During periods of relative capitalist prosperity—when prices in gold terms are rising—leaders of the workers’ movement are obligated to lead a fight for every gain possible, and it is possible to win gains and progressive reforms in such periods. When prices go into an extended decline and unemployment rises, the workers’ and progressive movements are thrown onto the defensive, and the central task becomes to defend previous gains.
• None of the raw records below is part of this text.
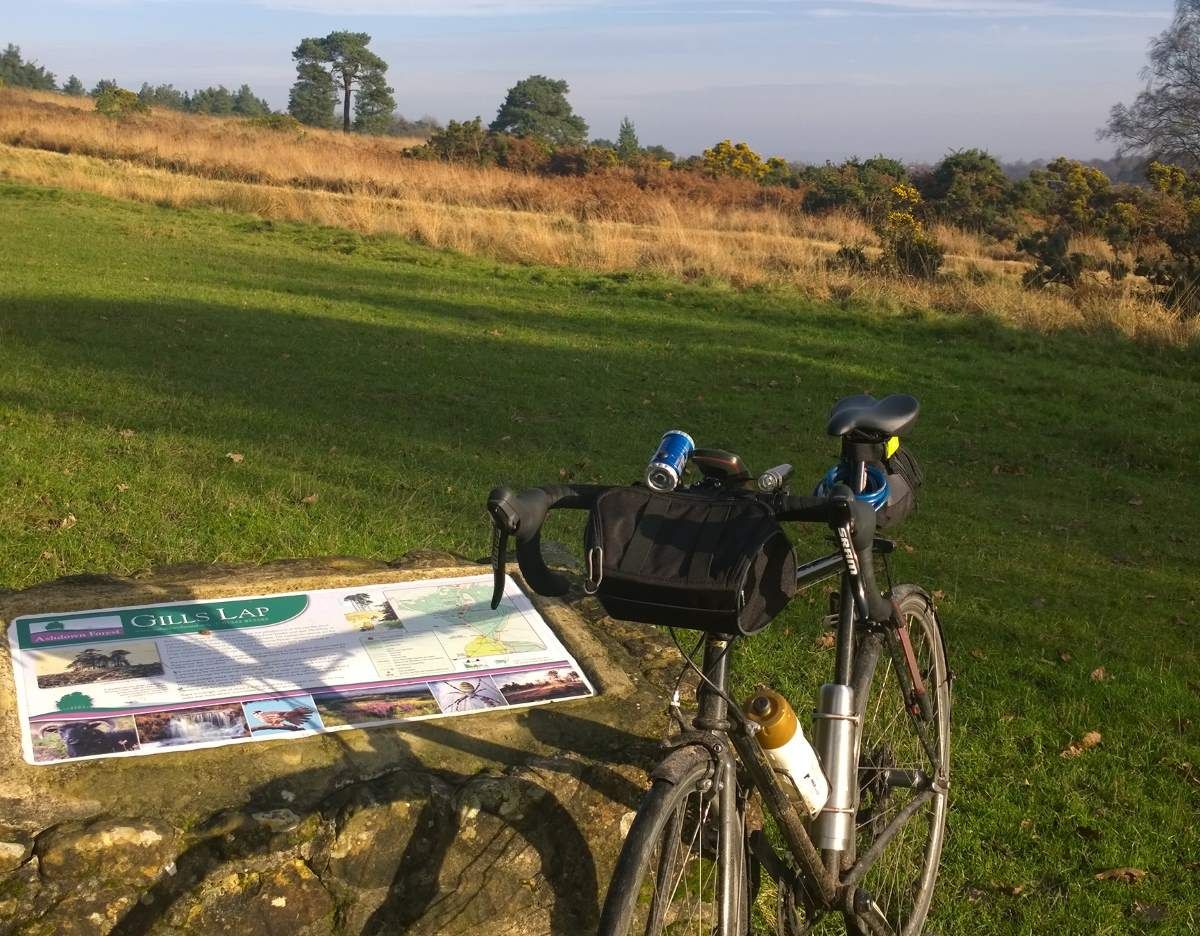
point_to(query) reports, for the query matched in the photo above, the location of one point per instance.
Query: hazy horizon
(805, 79)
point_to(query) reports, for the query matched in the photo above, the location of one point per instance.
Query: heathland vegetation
(1062, 246)
(195, 385)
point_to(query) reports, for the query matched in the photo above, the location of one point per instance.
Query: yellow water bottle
(786, 748)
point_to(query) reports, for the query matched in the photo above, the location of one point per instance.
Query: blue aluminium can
(667, 463)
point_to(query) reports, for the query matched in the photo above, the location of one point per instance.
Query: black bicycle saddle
(892, 415)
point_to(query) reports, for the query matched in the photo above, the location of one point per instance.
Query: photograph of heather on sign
(58, 741)
(388, 705)
(540, 685)
(369, 610)
(191, 725)
(103, 663)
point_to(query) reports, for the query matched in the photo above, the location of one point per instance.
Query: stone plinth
(498, 822)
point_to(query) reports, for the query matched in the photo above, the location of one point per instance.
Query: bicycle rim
(901, 880)
(666, 876)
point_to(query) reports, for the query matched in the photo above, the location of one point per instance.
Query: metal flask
(667, 463)
(835, 736)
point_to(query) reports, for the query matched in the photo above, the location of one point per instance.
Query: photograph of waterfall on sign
(191, 725)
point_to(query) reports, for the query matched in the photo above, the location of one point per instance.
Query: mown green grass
(139, 346)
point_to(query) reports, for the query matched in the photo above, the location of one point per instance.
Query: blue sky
(809, 79)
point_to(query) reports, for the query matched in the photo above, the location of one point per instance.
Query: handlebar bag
(715, 563)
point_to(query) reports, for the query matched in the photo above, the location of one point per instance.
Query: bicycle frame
(821, 880)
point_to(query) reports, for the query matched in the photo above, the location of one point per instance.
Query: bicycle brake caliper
(918, 699)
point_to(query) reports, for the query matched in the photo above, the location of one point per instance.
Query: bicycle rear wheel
(895, 748)
(667, 875)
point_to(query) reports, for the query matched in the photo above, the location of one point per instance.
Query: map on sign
(462, 619)
(153, 678)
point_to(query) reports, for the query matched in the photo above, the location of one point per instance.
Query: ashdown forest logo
(71, 629)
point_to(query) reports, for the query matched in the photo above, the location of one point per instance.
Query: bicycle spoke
(893, 738)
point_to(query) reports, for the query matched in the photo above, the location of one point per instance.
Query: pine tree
(347, 66)
(538, 107)
(628, 148)
(311, 100)
(19, 73)
(246, 103)
(373, 105)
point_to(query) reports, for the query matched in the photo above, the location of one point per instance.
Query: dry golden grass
(607, 225)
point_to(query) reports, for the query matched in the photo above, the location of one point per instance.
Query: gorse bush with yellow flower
(907, 247)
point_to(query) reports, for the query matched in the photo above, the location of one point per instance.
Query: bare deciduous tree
(1164, 120)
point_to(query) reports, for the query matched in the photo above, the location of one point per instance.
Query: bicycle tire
(669, 841)
(901, 881)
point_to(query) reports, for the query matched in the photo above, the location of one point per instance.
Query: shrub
(907, 247)
(521, 154)
(459, 142)
(850, 257)
(118, 102)
(281, 123)
(736, 160)
(580, 160)
(1053, 258)
(969, 189)
(867, 186)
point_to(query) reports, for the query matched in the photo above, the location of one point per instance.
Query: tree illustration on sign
(75, 702)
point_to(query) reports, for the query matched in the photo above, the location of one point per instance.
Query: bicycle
(719, 821)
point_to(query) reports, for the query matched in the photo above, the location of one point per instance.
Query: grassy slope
(397, 384)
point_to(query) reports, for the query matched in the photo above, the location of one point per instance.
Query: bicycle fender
(681, 762)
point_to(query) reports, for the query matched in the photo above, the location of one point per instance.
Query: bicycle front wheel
(669, 875)
(901, 757)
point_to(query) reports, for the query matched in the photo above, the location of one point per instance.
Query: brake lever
(499, 563)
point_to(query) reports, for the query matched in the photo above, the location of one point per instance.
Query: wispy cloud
(977, 9)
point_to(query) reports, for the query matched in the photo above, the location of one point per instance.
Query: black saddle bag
(715, 563)
(905, 478)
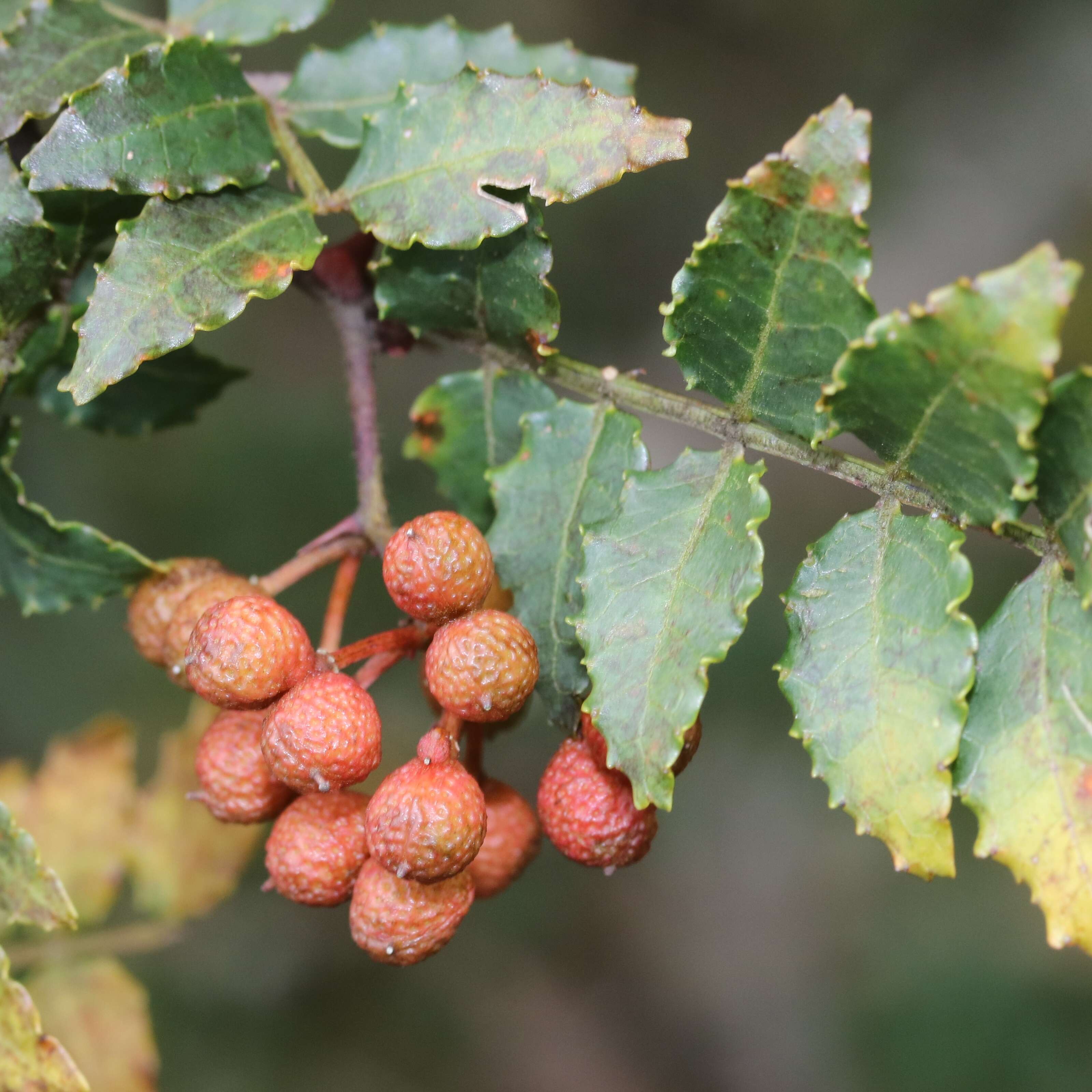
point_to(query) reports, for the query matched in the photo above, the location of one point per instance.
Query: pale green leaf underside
(769, 301)
(427, 156)
(30, 893)
(1026, 762)
(244, 22)
(666, 586)
(333, 90)
(878, 666)
(951, 393)
(1065, 471)
(175, 119)
(183, 267)
(49, 566)
(497, 292)
(463, 425)
(57, 49)
(567, 475)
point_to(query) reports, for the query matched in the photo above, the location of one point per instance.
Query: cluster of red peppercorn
(296, 734)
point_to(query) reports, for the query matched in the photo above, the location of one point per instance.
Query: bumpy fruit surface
(512, 840)
(324, 734)
(317, 848)
(427, 819)
(246, 651)
(157, 600)
(692, 741)
(216, 589)
(482, 667)
(437, 567)
(588, 812)
(403, 922)
(236, 785)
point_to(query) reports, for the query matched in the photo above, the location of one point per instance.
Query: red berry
(208, 593)
(246, 651)
(403, 922)
(427, 819)
(317, 847)
(324, 734)
(598, 744)
(158, 598)
(588, 812)
(512, 840)
(437, 567)
(236, 784)
(483, 667)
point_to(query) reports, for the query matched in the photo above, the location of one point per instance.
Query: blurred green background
(762, 946)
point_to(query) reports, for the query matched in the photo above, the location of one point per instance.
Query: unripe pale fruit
(588, 812)
(403, 922)
(324, 734)
(692, 740)
(246, 651)
(317, 848)
(483, 667)
(236, 785)
(208, 593)
(512, 840)
(158, 598)
(427, 819)
(438, 567)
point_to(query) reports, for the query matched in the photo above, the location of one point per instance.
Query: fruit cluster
(296, 734)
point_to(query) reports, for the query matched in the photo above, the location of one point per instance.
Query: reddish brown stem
(338, 604)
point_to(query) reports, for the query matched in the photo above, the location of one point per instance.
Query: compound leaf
(953, 393)
(429, 156)
(1065, 471)
(101, 1013)
(59, 47)
(878, 666)
(567, 475)
(498, 291)
(187, 266)
(1026, 763)
(769, 301)
(30, 893)
(244, 22)
(464, 424)
(49, 566)
(333, 90)
(176, 118)
(30, 1061)
(29, 261)
(666, 585)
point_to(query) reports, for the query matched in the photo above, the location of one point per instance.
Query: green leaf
(666, 585)
(28, 249)
(49, 566)
(244, 22)
(30, 1062)
(769, 301)
(498, 292)
(953, 393)
(30, 891)
(567, 475)
(463, 426)
(429, 154)
(177, 118)
(164, 393)
(333, 90)
(878, 666)
(1065, 471)
(1026, 762)
(183, 267)
(60, 47)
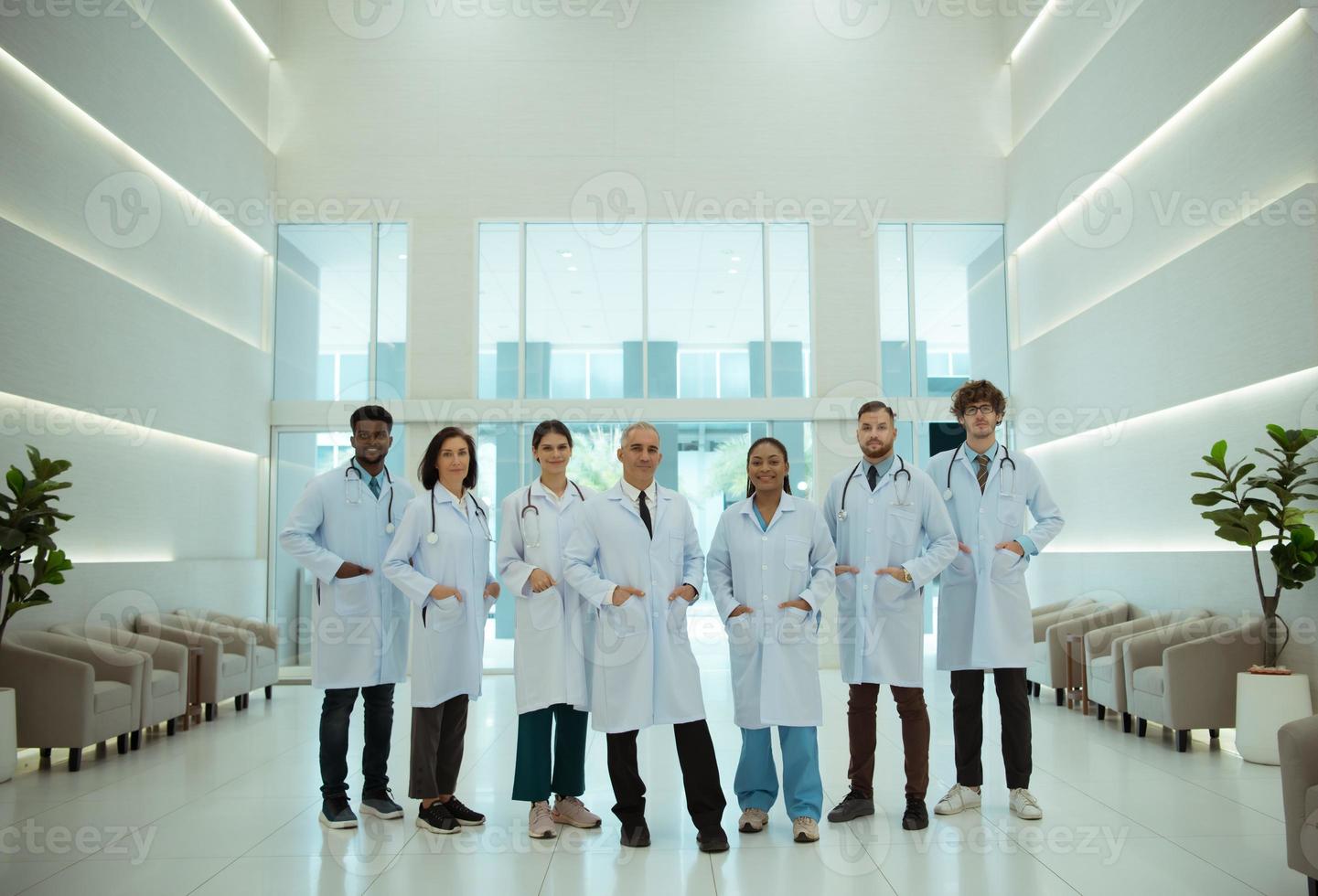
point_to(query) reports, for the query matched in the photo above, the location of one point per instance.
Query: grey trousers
(436, 752)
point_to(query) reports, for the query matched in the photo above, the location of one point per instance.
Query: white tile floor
(230, 808)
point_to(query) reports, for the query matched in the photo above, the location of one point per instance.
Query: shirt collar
(633, 493)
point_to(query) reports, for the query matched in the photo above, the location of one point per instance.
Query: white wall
(1180, 306)
(139, 353)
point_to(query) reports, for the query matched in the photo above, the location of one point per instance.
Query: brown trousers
(861, 726)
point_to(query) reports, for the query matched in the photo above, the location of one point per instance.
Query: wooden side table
(194, 687)
(1077, 684)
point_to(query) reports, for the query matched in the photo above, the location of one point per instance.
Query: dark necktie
(645, 516)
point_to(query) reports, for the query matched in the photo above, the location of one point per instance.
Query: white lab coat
(774, 651)
(359, 635)
(448, 635)
(643, 671)
(983, 608)
(550, 644)
(881, 618)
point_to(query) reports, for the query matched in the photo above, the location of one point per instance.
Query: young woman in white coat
(439, 559)
(983, 609)
(770, 568)
(549, 647)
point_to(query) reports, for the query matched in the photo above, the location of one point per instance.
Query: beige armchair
(226, 667)
(1297, 742)
(164, 695)
(1048, 614)
(1183, 677)
(70, 695)
(265, 667)
(1105, 666)
(1051, 656)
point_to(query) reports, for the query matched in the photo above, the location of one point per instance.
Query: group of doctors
(603, 584)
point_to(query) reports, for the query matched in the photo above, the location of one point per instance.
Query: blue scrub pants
(756, 778)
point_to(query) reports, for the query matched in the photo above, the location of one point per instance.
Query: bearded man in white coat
(339, 530)
(983, 608)
(636, 556)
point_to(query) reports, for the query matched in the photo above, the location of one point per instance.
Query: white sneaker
(540, 825)
(957, 800)
(1024, 804)
(753, 821)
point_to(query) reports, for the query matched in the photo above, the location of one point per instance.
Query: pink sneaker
(570, 811)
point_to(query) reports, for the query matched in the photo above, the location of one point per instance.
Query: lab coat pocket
(903, 525)
(355, 596)
(442, 615)
(893, 593)
(792, 627)
(546, 609)
(1011, 510)
(798, 555)
(678, 617)
(1007, 564)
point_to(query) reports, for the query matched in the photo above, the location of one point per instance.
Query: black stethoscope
(1002, 469)
(480, 511)
(352, 468)
(531, 507)
(903, 496)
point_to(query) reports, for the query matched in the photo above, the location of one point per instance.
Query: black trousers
(699, 776)
(335, 716)
(436, 754)
(968, 725)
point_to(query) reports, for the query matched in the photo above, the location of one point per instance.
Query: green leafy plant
(27, 522)
(1252, 509)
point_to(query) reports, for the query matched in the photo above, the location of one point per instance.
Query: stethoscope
(431, 538)
(526, 538)
(903, 496)
(355, 495)
(1002, 471)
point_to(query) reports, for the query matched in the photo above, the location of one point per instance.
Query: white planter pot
(1264, 702)
(8, 734)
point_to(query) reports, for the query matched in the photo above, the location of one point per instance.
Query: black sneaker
(436, 820)
(853, 805)
(636, 836)
(381, 805)
(916, 817)
(712, 841)
(462, 813)
(337, 813)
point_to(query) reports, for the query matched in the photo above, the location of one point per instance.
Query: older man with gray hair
(637, 558)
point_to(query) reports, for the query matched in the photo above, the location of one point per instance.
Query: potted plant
(1251, 509)
(29, 560)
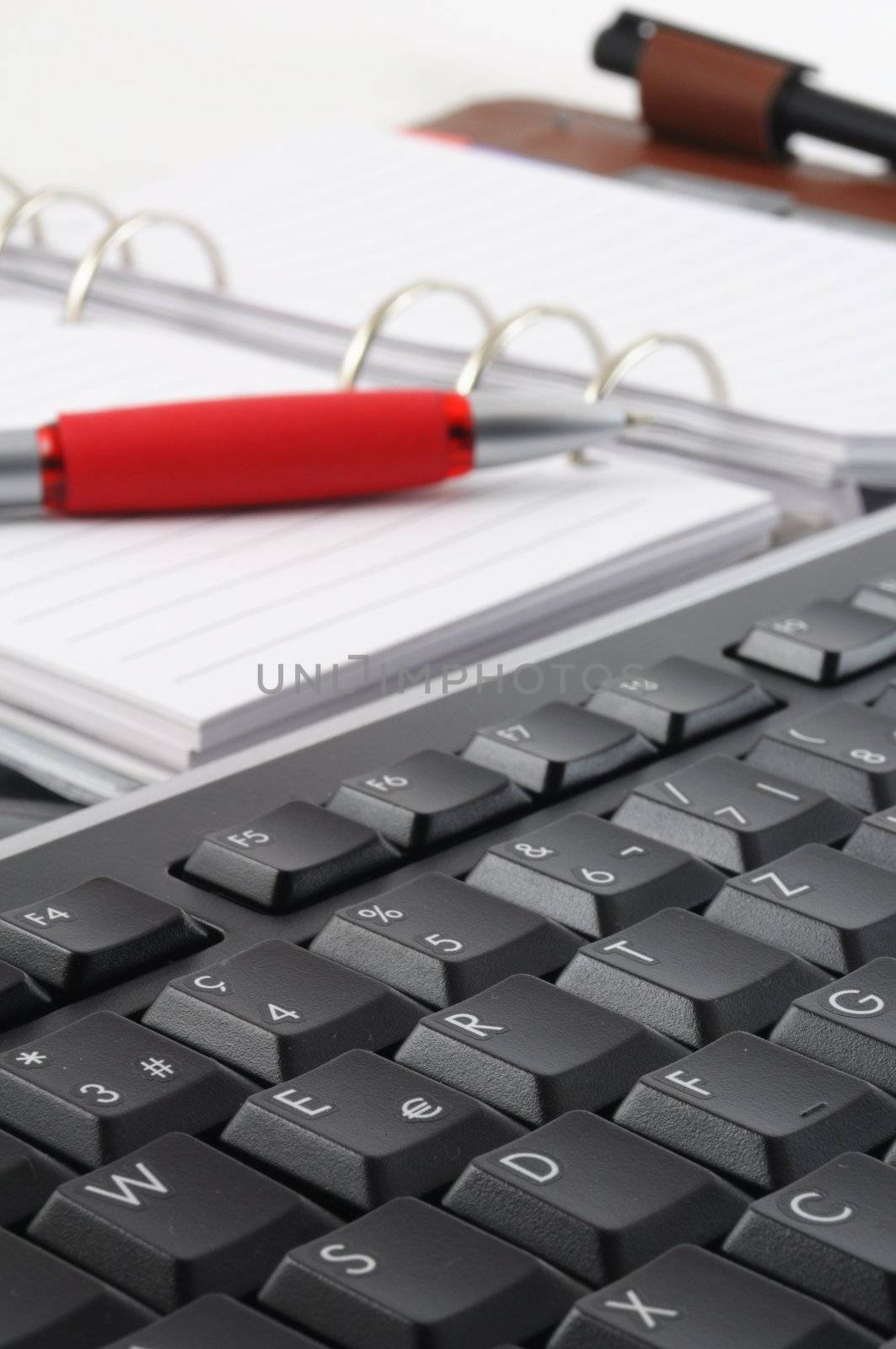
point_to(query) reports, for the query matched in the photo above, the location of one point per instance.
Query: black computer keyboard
(559, 1011)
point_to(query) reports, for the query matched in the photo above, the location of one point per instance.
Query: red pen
(282, 449)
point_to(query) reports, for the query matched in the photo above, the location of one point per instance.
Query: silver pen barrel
(513, 428)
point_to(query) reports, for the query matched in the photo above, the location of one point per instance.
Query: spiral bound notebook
(146, 637)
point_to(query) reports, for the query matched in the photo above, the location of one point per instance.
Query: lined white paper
(148, 633)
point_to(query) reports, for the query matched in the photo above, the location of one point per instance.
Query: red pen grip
(254, 451)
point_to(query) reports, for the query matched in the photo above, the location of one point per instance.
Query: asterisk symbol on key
(30, 1058)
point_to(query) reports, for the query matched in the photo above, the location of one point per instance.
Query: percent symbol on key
(382, 915)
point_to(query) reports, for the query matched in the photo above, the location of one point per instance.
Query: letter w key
(126, 1187)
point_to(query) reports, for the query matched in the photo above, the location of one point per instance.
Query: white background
(107, 94)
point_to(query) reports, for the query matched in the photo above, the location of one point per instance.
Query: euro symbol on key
(417, 1108)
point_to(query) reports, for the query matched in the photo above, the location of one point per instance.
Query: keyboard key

But until capitalism is replaced with socialism, the objective laws of the system will prevail in the end.

I believe that as a result of those laws, in particular those that relate to the role of money and drive the increasingly tyrannical and disastrous rule of finance capital, world capitalism has entered a period of renewed general crisis—a period of acute economic and political instability that will ultimately pose the question of which modern class will rule, and whether humanity survives the coming storms and achieves socialism, or self-destructs in a nuclear holocaust.


*Wealthy capitalists typically keep five to 10 percent of their financial assets (stocks, bonds, real estate and so on) in gold as insurance against total loss of their capital in a crisis. During periods of major crisis, such as the 1970s, private capitalists boost their gold holdings, putting sharp upward pressure on the currency price of gold. Especially since abandonment of the gold standard, hedge funds and other big speculators jump into the market as a crisis approaches, forcing further sharp increases in the currency gold price and setting the stage for an all-out “run” on the currency that if not stopped would inevitably end in its complete destruction.

The classic case of such a hyperinflation was Germany in 1923. A run on the U.S. dollar began in late 1979 and was only halted when the Federal Reserve under Paul Volcker drastically increased short-term interest rates—“the Volcker Shock.”

The aftermath of this action was the early 1980s deep recession with its mass unemployment and widespread impoverishment. As explained in my previous article, that slump caused prices in gold terms to fall sufficiently to bring about a renewed long-term rise in the production of gold and an extended period of relative capitalist prosperity that economists have termed the “Great Moderation.”

**More specifically, the key relationship determining growth of the capitalist market is not production at any point in time of non-monetary commodities in relation to the production of the money commodity but rather the production of non-monetary commodities over some period of time in relation to the rate of increase over the same period of time of the global gold hoard (public and private).